The escalation of the Coronavirus outbreak and the measures being taken to curb it have blown away my plans for this week’s blog post. I want to say instead that my heart goes out to all those affected by the Coronavirus outbreak and their families. And my heart goes out to all the people who have had to cancel baby naming, wedding and vow renewal ceremonies.

But this too shall pass, and when it does, celebrants like me can help you plan your rescheduled ceremonies. In the meantime, I want to say that I’m here to help couples who planned a wedding ceremony abroad and have now been grounded. I can put together a ceremony for you at very short notice and deliver it to you in any venue in South-East Ireland. Once your gathering is small, I’ll be only too delighted to help you make your dreams come true.

And to my fellow celebrants, let’s sit tight and help our clients and each other in any way we can. If you find you can’t deliver a ceremony because you have an underlying condition and don’t want to be exposed, I can step in for you. Or if you want advice on how to write a ceremony at short notice, I’ll be happy to draw on my writing background to give you tips.

In the meantime, I’m coming up with creative ways to spread the word about my celebrancy online. Who knows – they may lead to a big boom in virtual ceremonies!

If you’ve got any questions at all about organising ceremonies in these testing times, contact me, Derbhile, on 00 353 87 6959799.

Why I Really Love Being A Celebrant

You could describe being a celebrant as a journey. Many people do. But to me, a journey involves a car, a train or a plane. I prefer to think of celebrancy as a quest. On a quest, you set out to find something that’s very valuable, and you discover important things about yourself along the way. I’ve discovered the things that I love about being a celebrant and the benefits it brings to me and to the people I work with. And it’s been very exciting.

Here are just a few of the things I love about being a celebrant.

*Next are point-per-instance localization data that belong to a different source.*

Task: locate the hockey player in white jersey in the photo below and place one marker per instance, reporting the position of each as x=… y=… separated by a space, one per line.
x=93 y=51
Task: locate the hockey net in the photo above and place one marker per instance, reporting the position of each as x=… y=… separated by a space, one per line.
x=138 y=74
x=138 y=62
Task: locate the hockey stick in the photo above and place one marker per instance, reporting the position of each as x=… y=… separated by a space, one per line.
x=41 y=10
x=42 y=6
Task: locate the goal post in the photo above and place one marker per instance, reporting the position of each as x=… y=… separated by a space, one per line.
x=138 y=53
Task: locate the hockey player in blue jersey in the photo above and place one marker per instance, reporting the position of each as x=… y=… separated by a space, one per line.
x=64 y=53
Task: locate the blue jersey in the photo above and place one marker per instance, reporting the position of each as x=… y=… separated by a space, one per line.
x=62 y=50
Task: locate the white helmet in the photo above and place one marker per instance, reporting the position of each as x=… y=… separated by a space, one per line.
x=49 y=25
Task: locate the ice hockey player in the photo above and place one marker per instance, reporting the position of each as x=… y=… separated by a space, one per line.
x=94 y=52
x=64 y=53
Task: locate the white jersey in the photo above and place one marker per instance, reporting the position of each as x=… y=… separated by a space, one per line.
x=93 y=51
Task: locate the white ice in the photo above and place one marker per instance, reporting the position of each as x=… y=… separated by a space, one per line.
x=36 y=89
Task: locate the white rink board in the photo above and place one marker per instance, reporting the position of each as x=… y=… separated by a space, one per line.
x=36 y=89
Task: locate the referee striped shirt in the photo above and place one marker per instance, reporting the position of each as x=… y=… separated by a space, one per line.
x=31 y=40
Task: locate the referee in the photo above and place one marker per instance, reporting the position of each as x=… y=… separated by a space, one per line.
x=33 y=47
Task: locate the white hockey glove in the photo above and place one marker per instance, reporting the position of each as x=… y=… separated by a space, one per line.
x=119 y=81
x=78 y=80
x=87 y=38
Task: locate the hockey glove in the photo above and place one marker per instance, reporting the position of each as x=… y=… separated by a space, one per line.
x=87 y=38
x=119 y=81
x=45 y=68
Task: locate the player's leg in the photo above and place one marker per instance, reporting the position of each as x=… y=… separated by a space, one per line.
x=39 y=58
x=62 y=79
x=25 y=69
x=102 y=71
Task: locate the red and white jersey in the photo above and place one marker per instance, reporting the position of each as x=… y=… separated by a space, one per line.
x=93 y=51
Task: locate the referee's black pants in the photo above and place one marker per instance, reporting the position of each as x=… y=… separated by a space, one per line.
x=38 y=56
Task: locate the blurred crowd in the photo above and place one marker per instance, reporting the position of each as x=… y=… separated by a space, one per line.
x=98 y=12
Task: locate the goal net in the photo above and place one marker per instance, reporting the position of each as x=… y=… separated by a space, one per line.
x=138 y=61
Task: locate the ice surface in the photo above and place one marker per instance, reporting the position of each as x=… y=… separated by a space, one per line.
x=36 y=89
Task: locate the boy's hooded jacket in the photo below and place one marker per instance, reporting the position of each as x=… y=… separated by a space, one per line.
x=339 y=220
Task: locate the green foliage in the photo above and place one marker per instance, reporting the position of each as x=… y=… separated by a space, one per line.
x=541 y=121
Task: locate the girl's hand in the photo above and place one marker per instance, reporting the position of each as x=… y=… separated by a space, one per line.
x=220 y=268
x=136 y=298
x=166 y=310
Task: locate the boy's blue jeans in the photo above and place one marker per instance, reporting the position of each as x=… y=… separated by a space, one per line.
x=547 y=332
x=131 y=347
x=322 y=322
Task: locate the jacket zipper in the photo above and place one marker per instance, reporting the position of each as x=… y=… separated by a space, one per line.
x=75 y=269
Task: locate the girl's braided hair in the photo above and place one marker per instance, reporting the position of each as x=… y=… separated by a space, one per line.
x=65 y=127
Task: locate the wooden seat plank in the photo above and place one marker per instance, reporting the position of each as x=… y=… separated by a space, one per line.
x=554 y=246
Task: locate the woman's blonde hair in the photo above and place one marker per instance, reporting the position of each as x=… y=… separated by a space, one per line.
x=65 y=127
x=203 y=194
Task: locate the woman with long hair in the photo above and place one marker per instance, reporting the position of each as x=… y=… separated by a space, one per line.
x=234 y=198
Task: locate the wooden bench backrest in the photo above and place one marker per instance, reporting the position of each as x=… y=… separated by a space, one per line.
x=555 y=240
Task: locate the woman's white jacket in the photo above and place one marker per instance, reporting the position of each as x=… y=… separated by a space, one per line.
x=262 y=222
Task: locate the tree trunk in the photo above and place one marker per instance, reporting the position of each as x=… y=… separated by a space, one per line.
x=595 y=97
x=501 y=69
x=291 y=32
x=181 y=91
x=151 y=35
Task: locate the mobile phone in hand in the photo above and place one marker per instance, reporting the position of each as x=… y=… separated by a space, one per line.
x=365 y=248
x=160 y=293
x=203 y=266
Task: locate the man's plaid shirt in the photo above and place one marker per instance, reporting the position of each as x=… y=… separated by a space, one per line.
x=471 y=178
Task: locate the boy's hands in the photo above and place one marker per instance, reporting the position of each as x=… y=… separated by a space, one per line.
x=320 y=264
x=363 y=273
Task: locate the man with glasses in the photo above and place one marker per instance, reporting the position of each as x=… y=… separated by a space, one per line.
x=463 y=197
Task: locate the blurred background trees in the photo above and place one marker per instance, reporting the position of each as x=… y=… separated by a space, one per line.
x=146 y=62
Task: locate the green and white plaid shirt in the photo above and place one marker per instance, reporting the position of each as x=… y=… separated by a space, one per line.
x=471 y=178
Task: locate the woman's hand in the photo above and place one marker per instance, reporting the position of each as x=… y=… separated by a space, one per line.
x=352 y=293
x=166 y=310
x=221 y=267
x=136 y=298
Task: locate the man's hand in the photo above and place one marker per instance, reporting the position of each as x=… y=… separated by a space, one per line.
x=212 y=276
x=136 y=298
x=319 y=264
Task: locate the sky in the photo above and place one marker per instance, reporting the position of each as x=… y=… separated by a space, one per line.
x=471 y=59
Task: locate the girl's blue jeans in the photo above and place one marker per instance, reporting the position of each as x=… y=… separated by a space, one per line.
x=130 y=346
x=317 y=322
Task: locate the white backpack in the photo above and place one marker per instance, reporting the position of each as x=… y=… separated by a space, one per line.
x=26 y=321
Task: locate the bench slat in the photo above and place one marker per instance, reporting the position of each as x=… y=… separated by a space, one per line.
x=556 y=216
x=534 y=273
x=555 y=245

I can create moments of wonder

As a celebrant, I’m privileged to witness the most amazing moments in people’s lives. And my ceremonies are designed to help people experience the wonder of those moments. You can see light dawn on their faces as they realise what this ceremony actually means. They are committing to this person for the rest of their lives. They have brought a new person into the world, a person with a brilliant future ahead of them. They are vowing to deepen their commitment to each other. That’s what all the fuss is all about.

My words can make a difference

I love words and I love telling stories. Being a celebrant gives me the chance to tell brilliant stories, stories of love, faith, hope and courage. I love writing words that make each ceremony unique and that help people to express their true feelings for each other. And I love saying those words on the day of the ceremony. With my words, I can bring joy and comfort to people at the most important times in their lives. It’s amazing to know that my words can have a real impact on people’s lives.

Here I am, getting ready for another celebrant adventure (Photo Credit: Dermot Byrne Photography)

It broadens my outlook as a person

As a celebrant, I’m working with people from a wide range of backgrounds, who have different values from me. People who choose a celebrant for their marriage often embrace alternative lifestyles. They have different ideas about what makes up a family. They make ethical life choices, like the choice to be vegan or completely green. I’m very curious about the different ways that people live their lives. And I value the opportunity to see the world from a different point of view.

I get to have adventures

A good quest always has an element of adventure to it, and celebrancy is full of adventures. They’re adventures of the mind, the heart and the spirit, which are my favourite kind. I work from home, so I’m delighted that my celebrancy work gets me out beyond the four walls. I meet extraordinary people and get a glimpse into their world. And I have the chance to travel beautiful, scenic places. I always leaving a ceremony exhilarated by the richness of the experience.